In April, Volkswagen showcased its neat, diminutive XL1 not at a car show but at the Milan Furniture Fair, just as last year Renault first showed its extraordinary Twin Z concept car with its theatrical brake lights extending across the whole rear and its stunning, organic wheels at the Milan show. For this, Renault commissioned British designer Ross Lovegrove, known for his fluid science fiction designs, to reimagine the small car. This was a brave move but a prescient one, placing the mass car manufacturer among an elite of design companies. In fact it seems odd that more car manufacturers do not work with outside designers – this is precisely the sort of collaboration that can lead not only to breakthroughs and crossovers in technology but also to a kind of brand differentiation that might be critical in the current struggling market.
Britain has had huge success in exporting industrial designers. If the Netherlands is known for its unconventional, eccentric concepts and Italy for its sexy styling, the Brits are known for a robust and elegant functionalism in a tradition that stretches back to Kenneth Grange and beyond. Currently Jasper Morrison is one of the most renowned designers working for a range of international companies but other less familiar names include Sam Hecht and Kim Collin of Industrial Facility, Sebastian Bergne and Barber Osgerby, all working for a remarkable range of international companies and creating a kind of hybrid European design that blends functional, elegant British design with continental European manufacturing flair.
The Belgians have also been a surprisingly strong design presence. Ann Demeulemeester, Dries van Noten and Martin Margiela and Raf Simons have exerted a huge impact on the fashion scene completely out of proportion to their home country’s size. They present only the most visible crown of a country in thrall to design.
We have become used to product designers, fashion designers, architects, graphic designers and so on – and their role in any evolution of European design is secure as the continent continues to export its most famous brands.

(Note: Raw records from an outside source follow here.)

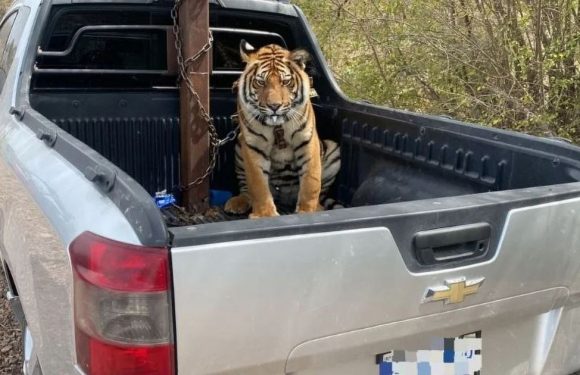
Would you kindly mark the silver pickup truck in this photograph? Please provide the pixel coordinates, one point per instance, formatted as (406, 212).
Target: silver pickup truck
(448, 228)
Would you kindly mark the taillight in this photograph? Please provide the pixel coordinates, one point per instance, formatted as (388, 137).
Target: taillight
(123, 317)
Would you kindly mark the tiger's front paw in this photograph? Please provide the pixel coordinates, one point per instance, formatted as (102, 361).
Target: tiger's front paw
(238, 205)
(307, 207)
(267, 211)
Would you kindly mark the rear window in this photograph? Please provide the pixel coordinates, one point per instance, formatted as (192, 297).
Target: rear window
(129, 47)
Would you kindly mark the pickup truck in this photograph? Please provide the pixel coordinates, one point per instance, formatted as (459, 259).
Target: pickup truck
(448, 228)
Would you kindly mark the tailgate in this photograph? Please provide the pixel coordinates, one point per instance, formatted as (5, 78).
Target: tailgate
(330, 302)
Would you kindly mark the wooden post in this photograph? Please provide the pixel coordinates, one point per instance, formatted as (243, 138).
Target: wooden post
(194, 24)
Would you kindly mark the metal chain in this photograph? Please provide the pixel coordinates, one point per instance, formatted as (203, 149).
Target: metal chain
(184, 66)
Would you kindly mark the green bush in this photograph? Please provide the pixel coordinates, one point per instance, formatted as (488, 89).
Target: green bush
(510, 64)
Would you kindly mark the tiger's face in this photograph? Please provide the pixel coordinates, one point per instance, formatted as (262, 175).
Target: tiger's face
(274, 87)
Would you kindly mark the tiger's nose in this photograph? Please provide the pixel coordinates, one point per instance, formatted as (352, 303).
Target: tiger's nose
(275, 106)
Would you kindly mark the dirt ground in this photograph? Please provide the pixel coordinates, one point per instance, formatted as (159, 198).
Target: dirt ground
(10, 345)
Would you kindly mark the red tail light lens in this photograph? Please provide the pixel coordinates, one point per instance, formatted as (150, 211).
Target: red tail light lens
(123, 316)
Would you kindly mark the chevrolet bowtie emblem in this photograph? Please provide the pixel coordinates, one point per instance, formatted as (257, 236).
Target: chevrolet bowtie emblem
(454, 291)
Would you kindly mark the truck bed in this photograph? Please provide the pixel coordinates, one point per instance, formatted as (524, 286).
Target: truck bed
(388, 156)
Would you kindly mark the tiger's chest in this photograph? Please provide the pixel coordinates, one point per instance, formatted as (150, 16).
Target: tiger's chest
(285, 139)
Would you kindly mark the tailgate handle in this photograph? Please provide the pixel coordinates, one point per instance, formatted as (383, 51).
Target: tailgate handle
(452, 244)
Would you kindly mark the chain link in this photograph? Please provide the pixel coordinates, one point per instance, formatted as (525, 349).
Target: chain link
(184, 66)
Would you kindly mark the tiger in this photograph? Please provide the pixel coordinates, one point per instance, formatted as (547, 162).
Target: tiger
(278, 155)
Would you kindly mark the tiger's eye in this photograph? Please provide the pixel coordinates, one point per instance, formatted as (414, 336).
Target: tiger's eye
(260, 81)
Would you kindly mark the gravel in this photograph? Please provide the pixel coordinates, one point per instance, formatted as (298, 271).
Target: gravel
(10, 338)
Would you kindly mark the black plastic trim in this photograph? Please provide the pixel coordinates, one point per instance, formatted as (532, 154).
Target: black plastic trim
(130, 197)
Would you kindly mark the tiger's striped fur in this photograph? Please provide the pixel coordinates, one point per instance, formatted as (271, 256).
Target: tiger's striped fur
(279, 157)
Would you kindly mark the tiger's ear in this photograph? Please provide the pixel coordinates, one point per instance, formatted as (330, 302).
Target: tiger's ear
(246, 50)
(300, 57)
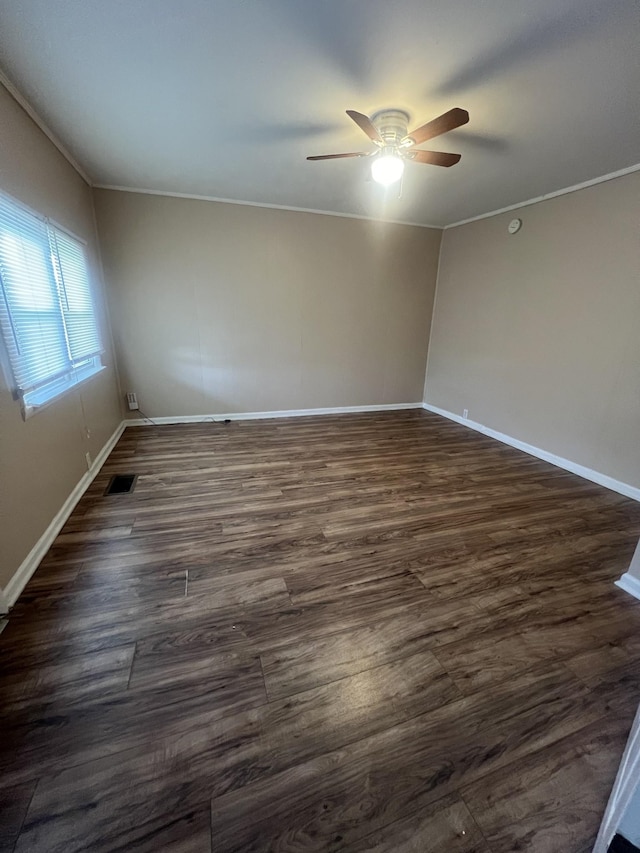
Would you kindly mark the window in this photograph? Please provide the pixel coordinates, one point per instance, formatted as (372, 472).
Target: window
(46, 313)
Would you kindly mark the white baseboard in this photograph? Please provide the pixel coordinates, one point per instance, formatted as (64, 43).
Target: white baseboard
(286, 413)
(629, 584)
(587, 473)
(33, 558)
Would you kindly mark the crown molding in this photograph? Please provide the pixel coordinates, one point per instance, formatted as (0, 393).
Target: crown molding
(601, 180)
(33, 115)
(194, 197)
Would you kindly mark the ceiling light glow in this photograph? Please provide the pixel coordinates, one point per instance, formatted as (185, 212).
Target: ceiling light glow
(387, 169)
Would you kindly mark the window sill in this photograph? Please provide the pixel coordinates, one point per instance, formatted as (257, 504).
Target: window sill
(31, 409)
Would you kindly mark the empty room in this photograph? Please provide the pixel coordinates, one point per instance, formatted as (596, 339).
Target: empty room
(319, 426)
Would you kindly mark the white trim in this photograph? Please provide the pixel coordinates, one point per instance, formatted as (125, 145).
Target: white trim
(565, 191)
(32, 560)
(33, 115)
(626, 783)
(256, 416)
(559, 461)
(629, 584)
(194, 197)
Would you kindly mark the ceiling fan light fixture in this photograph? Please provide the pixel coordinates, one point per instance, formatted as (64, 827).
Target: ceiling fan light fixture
(386, 169)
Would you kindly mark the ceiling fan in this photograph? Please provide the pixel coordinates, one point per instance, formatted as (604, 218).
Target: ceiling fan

But perhaps where the future lies is in the application of design to less familiar areas.
The emergence of social design and conceptual design, for instance, promises to question, undermine and reinterpret accepted dogma. If designers are able to apply their intelligence to processes as well as products, to society as well as shoes, then real changes might emerge. Corporations are cautious, but it will happen. Some of the more radical and intellectual design practices including Jurgen Bey, Ezio Manzini and Marti Guixe have been positing probing questions.
They have introduced the idea of a critical design that, rather than using design to solve a problem, uses it to begin to illuminate the complex issues around a problem, as well as taking design beyond product and into human behaviour.
In the meantime, social design, the idea that design should contribute to good in the world, is beginning to have an impact on services and delivery in everything from social work to healthcare and education. Perhaps, counterintuitively, an alternative future for design may well lie here. Designers always work in the future with an ability to anticipate change. If industry declines and power shifts, design still may have a future, albeit one that looks very different.